Forman parte los números de nuestra realidad y, a menudo, la explican, pues el mundo se presenta, en general, como entidad mensurable y tangible. La numerología, con sus luces y sus sombras, viene dando cuenta de ellos a lo largo de los siglos. En la Grecia antigua, Pitágoras les imputó propiedades místicas, entendiendo que influían sobre la vida y el cosmos. Por otra parte, se tendió, en casi todas las culturas, a distinguir entre números propicios y perniciosos, como ocurría, y tal vez ocurre, en la cultura china, en relación, o eso se afirma, con la pronunciación de cada dígito, aunque desconozco todo sobre esa lengua y sus variedades. También en el ámbito judeocristiano hay números sagrados y otros de naturaleza infame, siendo el siete (los días de la creación) muestra de los primeros y el 666, el Anticristo, de los segundos.Asimismo, podemos citar, como paradigma de todo ello, a la cábala, o misticismo hebreo, en la que los guarismos adquieren un significado profundo. Ha formado parte, por tanto, la numerología de campos muy diversos, como la alquimia, la religión, la astrología o la propia arquitectura. La proporción áurea, numérica y geométrica, parece que articula a la naturaleza misma, y estuvo presente en las preocupaciones y métodos de matemáticos, arquitectos y artistas en general.
A pesar de todo lo dicho, parece que tendemos más al “anumerismo” que a lo contrario. La expresión, un tanto cacofónica, fue acuñada, en 1988, por John Allen Paulos (1) y se puede definir como incapacidad para comprender conceptos matemáticos aplicados a la vida real y, en general, para pensar el mundo de manera científica y racional.
No entender los números o percibirlos como entidades ajenas a nosotros (el consabido “yo soy de letras”, expresado con orgullo de la propia ignorancia) nos hace sin duda más manejables. Ya no sólo es que nuestra realidad esté constituida con la argamasa de las cifras; es también que, en nuestro día a día, lidiamos con ellas: los datos que nos circundan de manera constante, aunque soslayemos observarlos, como el IPC o la probabilidad de lluvia que examinamos en las aplicaciones de nuestros celulares, se cimentansobre dígitos, y es necesario saber leerlos e interpretarlos.
Puede que denostemos su análisis por pereza, o por una tendencia al holismo que aborrece el reduccionismo de las cantidades, o porque es preferible no contrastar nuestras ideas o creencias con la realidad cruda que nos muestran.
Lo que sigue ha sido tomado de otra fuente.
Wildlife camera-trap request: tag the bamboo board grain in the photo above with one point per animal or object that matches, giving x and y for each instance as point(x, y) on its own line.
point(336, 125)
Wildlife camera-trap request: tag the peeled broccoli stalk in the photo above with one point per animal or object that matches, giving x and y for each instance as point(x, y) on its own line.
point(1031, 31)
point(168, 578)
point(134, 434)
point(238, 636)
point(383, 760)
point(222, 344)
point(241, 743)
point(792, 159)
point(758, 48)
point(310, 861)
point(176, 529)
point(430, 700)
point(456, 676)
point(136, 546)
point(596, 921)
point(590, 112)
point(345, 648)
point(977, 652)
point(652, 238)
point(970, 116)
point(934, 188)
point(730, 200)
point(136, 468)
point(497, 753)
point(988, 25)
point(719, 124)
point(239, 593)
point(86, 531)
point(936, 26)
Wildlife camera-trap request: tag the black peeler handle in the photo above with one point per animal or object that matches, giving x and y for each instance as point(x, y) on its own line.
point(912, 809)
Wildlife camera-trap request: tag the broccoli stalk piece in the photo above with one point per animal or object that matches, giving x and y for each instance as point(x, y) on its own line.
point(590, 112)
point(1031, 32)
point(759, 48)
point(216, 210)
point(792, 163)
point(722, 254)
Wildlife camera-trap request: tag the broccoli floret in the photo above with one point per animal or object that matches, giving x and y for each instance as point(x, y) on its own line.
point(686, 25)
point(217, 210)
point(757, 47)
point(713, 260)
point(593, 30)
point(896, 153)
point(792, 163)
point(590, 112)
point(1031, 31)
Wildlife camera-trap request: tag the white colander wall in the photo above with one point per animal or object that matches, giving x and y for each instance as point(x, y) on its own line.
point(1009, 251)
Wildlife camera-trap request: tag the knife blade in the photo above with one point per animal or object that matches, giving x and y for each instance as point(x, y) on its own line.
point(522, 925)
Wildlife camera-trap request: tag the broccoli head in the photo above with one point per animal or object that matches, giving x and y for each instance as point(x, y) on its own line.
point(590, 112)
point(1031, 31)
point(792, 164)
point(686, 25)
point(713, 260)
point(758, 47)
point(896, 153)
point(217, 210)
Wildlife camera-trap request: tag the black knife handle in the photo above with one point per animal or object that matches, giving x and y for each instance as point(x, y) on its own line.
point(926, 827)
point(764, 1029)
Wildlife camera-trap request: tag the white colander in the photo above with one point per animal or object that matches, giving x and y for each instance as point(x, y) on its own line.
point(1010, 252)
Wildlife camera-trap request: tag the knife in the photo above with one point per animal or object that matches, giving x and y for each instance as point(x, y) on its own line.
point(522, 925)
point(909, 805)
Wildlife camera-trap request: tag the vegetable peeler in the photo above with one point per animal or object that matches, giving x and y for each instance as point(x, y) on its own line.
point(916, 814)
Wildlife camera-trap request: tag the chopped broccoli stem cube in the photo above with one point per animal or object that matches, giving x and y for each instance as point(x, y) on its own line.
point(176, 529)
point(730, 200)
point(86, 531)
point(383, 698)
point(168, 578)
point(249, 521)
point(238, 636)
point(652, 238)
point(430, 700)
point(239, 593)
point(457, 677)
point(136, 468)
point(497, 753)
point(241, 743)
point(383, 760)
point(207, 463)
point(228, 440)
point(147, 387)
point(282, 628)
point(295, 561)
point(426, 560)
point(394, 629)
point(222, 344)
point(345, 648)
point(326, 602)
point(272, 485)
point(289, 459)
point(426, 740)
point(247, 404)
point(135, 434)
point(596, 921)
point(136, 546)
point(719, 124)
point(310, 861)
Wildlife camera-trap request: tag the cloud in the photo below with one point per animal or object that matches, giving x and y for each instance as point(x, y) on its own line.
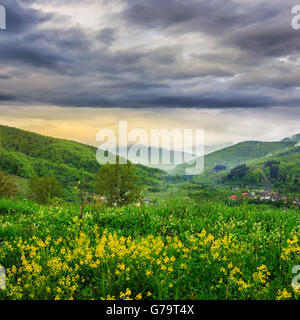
point(133, 54)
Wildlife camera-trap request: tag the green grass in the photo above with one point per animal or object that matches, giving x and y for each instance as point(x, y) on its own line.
point(244, 253)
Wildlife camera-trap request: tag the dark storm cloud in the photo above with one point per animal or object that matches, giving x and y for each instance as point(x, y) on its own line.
point(150, 55)
point(6, 97)
point(107, 36)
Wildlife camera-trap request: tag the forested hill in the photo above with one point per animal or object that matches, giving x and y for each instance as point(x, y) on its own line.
point(241, 153)
point(281, 171)
point(26, 154)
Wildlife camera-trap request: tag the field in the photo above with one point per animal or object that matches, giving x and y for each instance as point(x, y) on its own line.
point(173, 250)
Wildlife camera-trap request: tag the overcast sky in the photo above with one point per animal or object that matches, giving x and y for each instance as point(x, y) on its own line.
point(231, 67)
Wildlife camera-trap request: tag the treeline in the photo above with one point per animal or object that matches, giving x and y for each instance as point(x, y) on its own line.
point(26, 154)
point(282, 171)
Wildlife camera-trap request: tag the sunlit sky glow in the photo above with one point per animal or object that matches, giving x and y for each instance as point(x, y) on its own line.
point(69, 68)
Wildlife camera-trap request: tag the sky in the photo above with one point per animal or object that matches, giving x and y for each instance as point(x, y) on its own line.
point(231, 67)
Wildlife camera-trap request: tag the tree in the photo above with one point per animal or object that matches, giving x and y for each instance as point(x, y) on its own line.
point(118, 183)
point(7, 187)
point(44, 189)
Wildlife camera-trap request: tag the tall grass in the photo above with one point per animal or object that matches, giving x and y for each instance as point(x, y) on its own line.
point(173, 250)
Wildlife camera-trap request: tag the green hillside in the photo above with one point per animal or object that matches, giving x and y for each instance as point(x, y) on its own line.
point(280, 171)
point(25, 154)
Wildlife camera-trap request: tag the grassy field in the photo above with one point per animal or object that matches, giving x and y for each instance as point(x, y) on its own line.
point(175, 250)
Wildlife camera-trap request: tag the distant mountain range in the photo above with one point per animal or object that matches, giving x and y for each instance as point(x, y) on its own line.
point(167, 158)
point(241, 153)
point(25, 154)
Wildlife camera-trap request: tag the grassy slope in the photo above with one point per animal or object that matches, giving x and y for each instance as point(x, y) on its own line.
point(25, 154)
point(244, 236)
point(288, 163)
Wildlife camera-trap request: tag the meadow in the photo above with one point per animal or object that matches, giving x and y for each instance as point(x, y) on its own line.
point(172, 250)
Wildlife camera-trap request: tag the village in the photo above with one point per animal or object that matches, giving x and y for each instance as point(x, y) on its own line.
point(265, 195)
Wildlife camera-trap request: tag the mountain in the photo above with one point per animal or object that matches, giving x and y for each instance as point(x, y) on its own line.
point(238, 154)
point(25, 154)
point(280, 171)
point(295, 138)
point(168, 159)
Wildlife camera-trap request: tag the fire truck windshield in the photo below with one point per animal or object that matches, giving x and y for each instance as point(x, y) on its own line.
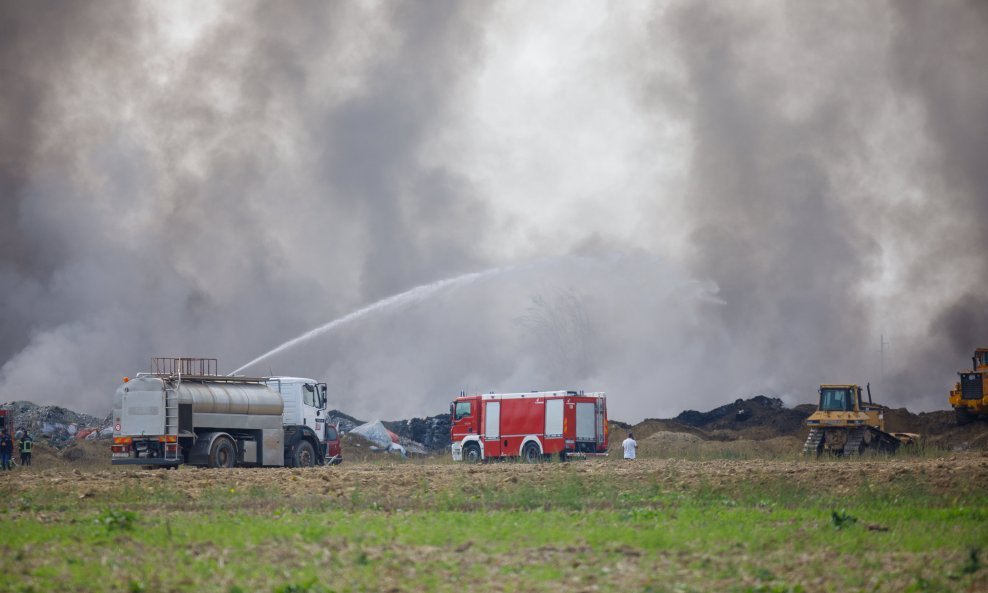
point(462, 410)
point(836, 400)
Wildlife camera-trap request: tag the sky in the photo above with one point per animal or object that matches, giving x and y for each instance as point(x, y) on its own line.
point(678, 203)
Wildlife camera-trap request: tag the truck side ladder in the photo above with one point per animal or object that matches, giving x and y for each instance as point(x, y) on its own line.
point(171, 419)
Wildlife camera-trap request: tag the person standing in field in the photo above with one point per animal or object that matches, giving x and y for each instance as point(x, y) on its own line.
point(630, 446)
point(6, 449)
point(27, 444)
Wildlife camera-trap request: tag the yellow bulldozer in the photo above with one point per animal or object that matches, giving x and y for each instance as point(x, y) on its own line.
point(844, 424)
point(970, 395)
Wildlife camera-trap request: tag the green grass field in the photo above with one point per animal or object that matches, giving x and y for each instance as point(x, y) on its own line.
point(913, 525)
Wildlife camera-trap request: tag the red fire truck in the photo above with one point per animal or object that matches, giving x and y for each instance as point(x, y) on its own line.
point(532, 426)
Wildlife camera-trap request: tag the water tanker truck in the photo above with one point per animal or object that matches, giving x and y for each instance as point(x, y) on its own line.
point(184, 412)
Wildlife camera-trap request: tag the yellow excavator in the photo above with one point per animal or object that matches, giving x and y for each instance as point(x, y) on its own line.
point(844, 424)
point(970, 395)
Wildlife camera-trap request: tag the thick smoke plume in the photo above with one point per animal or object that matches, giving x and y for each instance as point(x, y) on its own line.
point(703, 201)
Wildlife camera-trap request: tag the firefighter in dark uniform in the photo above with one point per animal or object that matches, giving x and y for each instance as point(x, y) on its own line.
point(6, 449)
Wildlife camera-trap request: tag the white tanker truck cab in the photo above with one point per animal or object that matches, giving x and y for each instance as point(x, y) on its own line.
point(171, 416)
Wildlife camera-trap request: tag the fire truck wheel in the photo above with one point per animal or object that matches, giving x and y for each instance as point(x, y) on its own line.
point(530, 453)
point(305, 456)
point(223, 453)
point(471, 453)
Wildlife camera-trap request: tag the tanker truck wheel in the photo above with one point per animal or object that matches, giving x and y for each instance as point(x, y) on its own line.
point(222, 453)
point(471, 453)
point(305, 455)
point(530, 453)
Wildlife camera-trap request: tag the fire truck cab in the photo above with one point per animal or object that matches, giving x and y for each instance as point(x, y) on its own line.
point(533, 426)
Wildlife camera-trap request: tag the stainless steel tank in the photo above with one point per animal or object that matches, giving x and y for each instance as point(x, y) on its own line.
point(230, 398)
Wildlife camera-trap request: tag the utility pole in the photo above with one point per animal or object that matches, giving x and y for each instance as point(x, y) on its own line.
point(881, 349)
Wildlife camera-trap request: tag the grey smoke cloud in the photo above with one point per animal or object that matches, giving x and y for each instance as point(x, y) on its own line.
point(791, 182)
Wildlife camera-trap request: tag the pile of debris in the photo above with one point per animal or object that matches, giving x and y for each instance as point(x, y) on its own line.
point(766, 413)
point(418, 436)
point(56, 425)
point(431, 432)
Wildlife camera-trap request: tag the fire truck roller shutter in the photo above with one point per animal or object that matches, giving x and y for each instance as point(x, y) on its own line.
point(553, 418)
point(586, 422)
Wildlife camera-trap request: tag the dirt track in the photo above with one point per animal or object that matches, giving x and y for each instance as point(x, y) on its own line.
point(392, 483)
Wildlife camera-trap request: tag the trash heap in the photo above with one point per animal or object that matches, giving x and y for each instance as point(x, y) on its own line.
point(56, 425)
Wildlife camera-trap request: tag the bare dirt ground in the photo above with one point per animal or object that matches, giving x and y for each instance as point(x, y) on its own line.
point(393, 480)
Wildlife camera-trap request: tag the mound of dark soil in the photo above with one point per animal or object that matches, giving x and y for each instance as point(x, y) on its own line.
point(757, 417)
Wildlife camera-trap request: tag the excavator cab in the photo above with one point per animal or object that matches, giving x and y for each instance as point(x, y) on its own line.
point(838, 399)
point(969, 396)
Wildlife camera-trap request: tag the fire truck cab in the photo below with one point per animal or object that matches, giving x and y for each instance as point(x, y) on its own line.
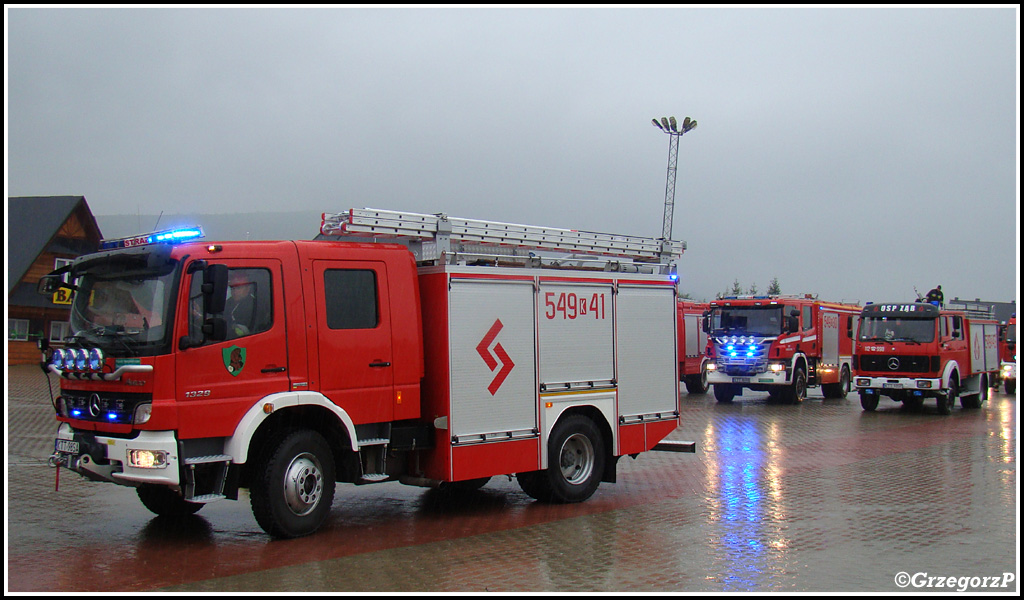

La propensión parece ir a más. De ahí tal vez lo de las matemáticas socioafectivas. Vamos soslayando la estimación de los números reales, es decir, los no metafísicos, que expresan nuestra realidad y son lenguaje de la ciencia, aunque conservamos cierta predilección por los otros, por los místicos, los de la numerología intangible, que aplicamos, en alarde providencialista, a asuntos como el de las diversas loterías.
Tal vez el desprecio creciente por los números palpables, es decir, la tendencia al “anumerismo”, y perdón de nuevo por el vocablo, forme parte de un proceso más amplio que el desconocimiento matemático, o la abulia reflexiva. Huimos seguramente de todo aquello que establezca condiciones independientes de nuestra percepción y de nuestras emociones. Presiento que la obscuridad de la superstición, contra la que militaron los ilustrados, no era solo resultado de la ignorancia o del déficit educativo. Hay algo más que nos vincula con las sucesivas nigromancias, espirituales o materialistas, que se imponen en el mundo, circulando en torno a religiones e ideologías. No nos gustan los números, además de por desidia analítica, porque detestamos observar nuestro entorno sin las gafas del prejuicio y del sectarismo. El mundo es un lugar inhóspito cuando lo transitamos a pecho descubierto con la única ayuda del raciocinio.
-------------------------- (1) John Allen Paulos (1988) El hombre anumérico: el analfabetismo matemático y sus consecuencias. Tusquets, 2016.